Death or unplanned readmission within 30 days occurred in 13.3% (65 patients), with most events being readmissions (62, 12.7%). HFRS-defined frail patients exhibited higher 30-day death/readmission rates (16% vs 11% for not frail, P = .08; 14% vs 11% in the elderly, P = .5), which was not statistically significantly different from the nonfrail patients even after adjusting for age and sex (aOR [adjusted odds ratio] 1.62, 95% CI 0.95-2.75 for all adults; aOR 1.24, 95% CI 0.58-2.63 for the elderly).

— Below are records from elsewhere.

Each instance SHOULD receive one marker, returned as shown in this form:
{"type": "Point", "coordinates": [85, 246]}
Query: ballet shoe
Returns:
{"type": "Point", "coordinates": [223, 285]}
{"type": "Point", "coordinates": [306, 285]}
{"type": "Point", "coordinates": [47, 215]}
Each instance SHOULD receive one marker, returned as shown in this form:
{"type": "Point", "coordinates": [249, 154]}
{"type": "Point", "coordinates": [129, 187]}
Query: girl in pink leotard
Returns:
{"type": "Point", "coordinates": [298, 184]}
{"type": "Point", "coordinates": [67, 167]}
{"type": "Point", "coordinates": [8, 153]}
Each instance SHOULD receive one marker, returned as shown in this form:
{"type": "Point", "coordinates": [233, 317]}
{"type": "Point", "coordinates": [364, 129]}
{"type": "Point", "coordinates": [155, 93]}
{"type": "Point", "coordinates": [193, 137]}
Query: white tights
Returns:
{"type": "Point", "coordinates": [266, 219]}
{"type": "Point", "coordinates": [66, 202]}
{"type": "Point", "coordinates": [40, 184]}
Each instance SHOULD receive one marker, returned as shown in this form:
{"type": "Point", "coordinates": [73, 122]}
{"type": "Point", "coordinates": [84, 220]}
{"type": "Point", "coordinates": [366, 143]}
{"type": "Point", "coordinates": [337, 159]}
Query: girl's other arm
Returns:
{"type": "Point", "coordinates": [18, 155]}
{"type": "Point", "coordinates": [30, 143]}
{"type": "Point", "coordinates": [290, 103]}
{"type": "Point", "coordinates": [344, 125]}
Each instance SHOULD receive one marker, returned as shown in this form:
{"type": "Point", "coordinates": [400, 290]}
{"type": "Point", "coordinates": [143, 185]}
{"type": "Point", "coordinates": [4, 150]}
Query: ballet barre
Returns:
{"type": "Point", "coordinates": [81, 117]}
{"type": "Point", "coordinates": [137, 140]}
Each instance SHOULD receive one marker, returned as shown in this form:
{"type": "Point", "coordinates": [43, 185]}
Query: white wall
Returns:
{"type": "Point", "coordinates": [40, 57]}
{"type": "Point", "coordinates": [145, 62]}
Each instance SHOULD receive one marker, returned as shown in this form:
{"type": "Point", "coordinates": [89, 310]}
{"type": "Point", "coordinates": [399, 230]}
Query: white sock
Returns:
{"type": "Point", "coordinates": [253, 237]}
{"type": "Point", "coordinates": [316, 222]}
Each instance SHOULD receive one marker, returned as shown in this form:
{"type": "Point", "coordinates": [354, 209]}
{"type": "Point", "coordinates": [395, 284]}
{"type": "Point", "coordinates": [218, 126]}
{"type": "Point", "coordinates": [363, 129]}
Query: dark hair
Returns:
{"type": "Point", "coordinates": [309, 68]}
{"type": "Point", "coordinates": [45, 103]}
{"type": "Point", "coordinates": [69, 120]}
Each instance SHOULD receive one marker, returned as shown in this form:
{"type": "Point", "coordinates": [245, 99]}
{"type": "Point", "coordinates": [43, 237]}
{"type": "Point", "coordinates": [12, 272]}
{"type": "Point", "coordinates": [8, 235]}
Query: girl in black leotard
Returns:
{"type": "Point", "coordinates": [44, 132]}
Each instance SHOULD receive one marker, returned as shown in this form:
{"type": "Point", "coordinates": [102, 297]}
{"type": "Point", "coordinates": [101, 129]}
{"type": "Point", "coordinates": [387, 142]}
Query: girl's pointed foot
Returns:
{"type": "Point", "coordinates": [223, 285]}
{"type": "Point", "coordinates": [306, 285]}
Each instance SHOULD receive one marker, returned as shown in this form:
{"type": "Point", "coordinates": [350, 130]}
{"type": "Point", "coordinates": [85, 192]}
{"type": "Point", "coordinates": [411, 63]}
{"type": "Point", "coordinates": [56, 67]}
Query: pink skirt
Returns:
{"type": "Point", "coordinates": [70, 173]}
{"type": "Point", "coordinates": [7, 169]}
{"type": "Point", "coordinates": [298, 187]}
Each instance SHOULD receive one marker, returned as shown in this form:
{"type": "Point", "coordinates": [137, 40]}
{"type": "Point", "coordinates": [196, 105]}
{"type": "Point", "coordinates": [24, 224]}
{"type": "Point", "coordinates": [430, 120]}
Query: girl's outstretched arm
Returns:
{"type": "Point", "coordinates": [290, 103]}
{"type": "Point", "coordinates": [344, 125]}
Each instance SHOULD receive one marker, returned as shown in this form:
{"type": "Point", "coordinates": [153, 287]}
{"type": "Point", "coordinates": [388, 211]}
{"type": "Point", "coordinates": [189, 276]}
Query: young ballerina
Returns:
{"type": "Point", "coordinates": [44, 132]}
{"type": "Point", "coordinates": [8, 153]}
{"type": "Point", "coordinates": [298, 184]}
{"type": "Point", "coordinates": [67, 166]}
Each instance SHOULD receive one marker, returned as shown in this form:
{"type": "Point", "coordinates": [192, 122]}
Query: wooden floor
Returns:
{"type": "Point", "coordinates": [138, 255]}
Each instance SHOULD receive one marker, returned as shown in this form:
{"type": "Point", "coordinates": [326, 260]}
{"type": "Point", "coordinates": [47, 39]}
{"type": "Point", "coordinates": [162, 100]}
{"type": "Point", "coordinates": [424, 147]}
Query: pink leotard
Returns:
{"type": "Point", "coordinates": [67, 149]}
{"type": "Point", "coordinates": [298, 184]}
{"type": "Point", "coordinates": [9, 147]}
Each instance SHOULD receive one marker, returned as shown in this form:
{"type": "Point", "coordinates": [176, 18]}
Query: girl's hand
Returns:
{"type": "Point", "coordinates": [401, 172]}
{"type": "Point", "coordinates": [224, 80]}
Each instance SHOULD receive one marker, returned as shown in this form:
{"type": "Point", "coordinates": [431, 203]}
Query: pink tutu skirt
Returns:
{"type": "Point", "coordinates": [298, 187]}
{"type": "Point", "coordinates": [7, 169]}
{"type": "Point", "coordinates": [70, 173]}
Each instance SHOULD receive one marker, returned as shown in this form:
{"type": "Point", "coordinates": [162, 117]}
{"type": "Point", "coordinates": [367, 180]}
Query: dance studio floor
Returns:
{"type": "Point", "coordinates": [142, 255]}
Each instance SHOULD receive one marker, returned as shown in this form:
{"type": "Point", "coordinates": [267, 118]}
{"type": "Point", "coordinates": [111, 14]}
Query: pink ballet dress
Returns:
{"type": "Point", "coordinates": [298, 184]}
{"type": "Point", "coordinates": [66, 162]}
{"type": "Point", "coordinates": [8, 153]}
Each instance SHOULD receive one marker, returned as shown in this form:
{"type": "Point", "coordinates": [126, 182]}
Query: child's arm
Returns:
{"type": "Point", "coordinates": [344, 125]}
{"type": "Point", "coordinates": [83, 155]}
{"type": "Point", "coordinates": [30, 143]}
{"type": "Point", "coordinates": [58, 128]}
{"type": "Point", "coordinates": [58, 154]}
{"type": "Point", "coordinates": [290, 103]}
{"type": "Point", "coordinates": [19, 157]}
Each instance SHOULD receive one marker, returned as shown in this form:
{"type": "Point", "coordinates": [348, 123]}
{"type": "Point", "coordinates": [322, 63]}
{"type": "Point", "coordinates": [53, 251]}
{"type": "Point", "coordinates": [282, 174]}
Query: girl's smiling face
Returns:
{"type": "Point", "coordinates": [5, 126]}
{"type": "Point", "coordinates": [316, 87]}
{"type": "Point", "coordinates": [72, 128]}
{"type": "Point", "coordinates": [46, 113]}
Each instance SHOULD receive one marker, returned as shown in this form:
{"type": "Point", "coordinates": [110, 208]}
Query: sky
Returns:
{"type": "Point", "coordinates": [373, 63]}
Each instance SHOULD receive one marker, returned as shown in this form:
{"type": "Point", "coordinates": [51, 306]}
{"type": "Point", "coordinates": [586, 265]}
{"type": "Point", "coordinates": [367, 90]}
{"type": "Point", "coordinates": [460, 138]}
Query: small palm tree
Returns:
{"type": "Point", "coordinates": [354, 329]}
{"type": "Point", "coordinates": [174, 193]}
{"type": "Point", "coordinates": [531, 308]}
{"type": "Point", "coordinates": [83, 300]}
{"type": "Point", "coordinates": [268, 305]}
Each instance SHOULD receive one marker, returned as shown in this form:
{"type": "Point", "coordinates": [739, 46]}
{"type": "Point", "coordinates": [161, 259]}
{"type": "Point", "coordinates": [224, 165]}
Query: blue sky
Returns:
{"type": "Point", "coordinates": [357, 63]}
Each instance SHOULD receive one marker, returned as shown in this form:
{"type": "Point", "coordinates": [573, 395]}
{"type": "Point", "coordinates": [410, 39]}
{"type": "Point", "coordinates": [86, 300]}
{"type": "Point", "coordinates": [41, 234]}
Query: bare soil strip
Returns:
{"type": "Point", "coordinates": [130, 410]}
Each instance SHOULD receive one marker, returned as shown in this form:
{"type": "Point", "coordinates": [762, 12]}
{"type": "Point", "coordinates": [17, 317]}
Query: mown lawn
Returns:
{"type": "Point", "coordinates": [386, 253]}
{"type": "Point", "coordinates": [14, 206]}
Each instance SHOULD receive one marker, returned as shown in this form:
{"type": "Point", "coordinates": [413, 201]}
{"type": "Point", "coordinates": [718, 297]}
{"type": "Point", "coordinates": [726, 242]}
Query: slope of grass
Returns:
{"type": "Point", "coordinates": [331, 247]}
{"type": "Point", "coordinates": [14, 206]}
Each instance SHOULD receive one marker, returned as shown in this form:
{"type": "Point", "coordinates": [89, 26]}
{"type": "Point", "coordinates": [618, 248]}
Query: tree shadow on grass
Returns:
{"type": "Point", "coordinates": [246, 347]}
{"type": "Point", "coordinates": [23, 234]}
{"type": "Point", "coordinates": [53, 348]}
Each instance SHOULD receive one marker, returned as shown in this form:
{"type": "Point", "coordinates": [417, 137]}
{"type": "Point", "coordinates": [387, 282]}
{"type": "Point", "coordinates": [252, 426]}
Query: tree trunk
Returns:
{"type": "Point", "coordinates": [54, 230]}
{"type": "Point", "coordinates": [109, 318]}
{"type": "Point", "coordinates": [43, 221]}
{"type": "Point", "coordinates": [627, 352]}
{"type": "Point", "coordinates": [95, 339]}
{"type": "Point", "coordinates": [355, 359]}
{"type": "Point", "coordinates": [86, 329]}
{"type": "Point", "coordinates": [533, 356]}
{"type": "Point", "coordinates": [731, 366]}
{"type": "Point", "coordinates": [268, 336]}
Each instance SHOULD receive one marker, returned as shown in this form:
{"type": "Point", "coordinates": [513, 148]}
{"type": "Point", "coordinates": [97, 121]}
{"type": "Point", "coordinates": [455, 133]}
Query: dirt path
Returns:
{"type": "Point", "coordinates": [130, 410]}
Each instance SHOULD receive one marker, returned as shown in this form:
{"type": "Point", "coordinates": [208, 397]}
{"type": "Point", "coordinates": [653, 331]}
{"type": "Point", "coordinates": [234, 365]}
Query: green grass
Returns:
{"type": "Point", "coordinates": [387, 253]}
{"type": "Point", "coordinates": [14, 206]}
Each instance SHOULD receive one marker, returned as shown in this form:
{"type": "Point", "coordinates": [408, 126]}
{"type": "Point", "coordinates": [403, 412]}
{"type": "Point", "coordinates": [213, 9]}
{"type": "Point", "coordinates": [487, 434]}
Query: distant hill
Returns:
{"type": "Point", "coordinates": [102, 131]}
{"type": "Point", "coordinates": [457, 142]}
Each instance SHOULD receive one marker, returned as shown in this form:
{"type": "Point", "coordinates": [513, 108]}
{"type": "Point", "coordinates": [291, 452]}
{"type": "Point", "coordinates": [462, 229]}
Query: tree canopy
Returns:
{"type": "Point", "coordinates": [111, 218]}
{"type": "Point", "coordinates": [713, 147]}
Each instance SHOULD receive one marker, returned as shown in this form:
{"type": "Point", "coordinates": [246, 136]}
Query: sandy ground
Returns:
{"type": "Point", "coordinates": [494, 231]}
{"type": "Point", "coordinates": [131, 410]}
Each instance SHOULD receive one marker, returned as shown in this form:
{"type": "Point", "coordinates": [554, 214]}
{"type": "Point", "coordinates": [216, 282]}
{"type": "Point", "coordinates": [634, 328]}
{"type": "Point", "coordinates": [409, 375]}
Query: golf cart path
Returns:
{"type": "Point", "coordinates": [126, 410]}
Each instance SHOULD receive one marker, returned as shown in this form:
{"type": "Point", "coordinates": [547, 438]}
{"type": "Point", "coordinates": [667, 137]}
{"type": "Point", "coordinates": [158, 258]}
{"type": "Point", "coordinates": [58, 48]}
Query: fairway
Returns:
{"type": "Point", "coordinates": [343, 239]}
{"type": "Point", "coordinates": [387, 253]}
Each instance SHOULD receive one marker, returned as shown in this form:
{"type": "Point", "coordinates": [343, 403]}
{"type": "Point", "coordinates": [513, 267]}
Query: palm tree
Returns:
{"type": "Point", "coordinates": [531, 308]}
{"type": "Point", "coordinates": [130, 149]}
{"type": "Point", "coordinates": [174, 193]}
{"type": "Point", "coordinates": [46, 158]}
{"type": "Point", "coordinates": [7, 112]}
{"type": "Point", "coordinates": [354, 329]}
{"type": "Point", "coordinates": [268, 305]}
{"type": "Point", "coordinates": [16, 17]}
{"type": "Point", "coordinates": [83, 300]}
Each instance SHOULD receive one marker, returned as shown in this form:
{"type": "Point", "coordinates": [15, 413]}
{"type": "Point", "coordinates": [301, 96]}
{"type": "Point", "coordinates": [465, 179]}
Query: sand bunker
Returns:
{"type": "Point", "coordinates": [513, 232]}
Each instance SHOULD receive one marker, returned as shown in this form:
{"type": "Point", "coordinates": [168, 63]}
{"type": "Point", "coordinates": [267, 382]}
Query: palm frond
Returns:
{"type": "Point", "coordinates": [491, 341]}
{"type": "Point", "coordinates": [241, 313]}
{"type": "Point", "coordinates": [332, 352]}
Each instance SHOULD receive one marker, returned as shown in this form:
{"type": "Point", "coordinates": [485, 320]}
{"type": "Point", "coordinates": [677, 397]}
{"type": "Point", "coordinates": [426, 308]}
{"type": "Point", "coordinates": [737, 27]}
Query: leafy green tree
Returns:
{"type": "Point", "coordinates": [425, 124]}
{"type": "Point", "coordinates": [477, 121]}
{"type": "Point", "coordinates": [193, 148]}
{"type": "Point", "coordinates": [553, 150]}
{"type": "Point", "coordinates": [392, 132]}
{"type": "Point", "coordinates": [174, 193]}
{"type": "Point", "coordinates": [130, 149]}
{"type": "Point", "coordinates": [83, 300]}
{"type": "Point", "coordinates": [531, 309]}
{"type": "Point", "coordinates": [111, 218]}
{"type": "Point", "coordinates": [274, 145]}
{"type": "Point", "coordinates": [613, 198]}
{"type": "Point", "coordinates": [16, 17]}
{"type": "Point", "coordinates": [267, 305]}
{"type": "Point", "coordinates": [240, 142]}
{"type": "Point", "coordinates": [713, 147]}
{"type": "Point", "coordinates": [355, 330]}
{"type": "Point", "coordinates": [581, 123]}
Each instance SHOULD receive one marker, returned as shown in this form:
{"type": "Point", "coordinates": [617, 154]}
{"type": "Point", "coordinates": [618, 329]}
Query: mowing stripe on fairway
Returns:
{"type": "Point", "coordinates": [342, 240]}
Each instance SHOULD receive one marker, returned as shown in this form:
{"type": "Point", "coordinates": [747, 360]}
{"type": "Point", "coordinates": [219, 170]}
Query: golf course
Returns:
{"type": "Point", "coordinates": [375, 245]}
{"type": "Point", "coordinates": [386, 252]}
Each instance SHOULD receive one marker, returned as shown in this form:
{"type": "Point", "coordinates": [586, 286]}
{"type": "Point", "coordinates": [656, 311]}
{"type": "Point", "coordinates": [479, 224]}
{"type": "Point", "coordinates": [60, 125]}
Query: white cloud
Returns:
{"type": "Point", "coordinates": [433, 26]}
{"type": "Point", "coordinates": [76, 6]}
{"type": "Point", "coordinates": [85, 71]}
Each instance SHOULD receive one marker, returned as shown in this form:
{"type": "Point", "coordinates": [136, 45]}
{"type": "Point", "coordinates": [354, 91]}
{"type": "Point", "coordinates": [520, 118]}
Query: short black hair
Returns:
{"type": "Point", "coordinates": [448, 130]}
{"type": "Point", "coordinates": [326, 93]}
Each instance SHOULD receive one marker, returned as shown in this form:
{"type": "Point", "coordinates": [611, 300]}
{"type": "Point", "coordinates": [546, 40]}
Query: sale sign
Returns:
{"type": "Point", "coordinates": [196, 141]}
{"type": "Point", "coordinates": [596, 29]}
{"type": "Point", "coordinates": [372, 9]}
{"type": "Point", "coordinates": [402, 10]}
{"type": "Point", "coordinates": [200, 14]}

CFS-defined frail patients had significantly higher 30-day readmission/death rates (19% vs 10% for not frail, aOR 2.53, 95% CI 1.40-4.57 for all adults and 21% vs 6% in the elderly, aOR 4.31, 95% CI 1.80-10.31).

Adding the HFRS results to the CFS-based predictive models added little new information, with an integrated discrimination improvement of only 0.009 that was not statistically significant (P = .09, Table 2). In fact, the HFRS was not an independent predictor of postdischarge outcomes after adjusting for age and sex. Although predictive models incorporating the CFS demonstrated the best C statistics, none of the models had high C statistics (ranging between 0.54 and 0.64 for all adults and between 0.55 and 0.68 for those aged >65 years). Even when the frailty definitions were examined as continuous variables, the C statistics were similar as for the dichotomized analyses (0.64 for CFS and 0.58 for HFRS) and the correlation between the two remained weak (Spearman’s correlation coefficient 0.34).

DISCUSSION

We have demonstrated that the prevalence of frailty in patients being discharged from medical wards was high, with the HFRS (44%) being higher than the CFS (33%), and that only 46% of patients deemed frail on the HFRS were also deemed frail on the CFS. We confirm the report by the developers of the HFRS that there was poor correlation between the CFS cumulative deficit model and the administrative-data-based HFRS model in our cohort, even among those older than 65 years.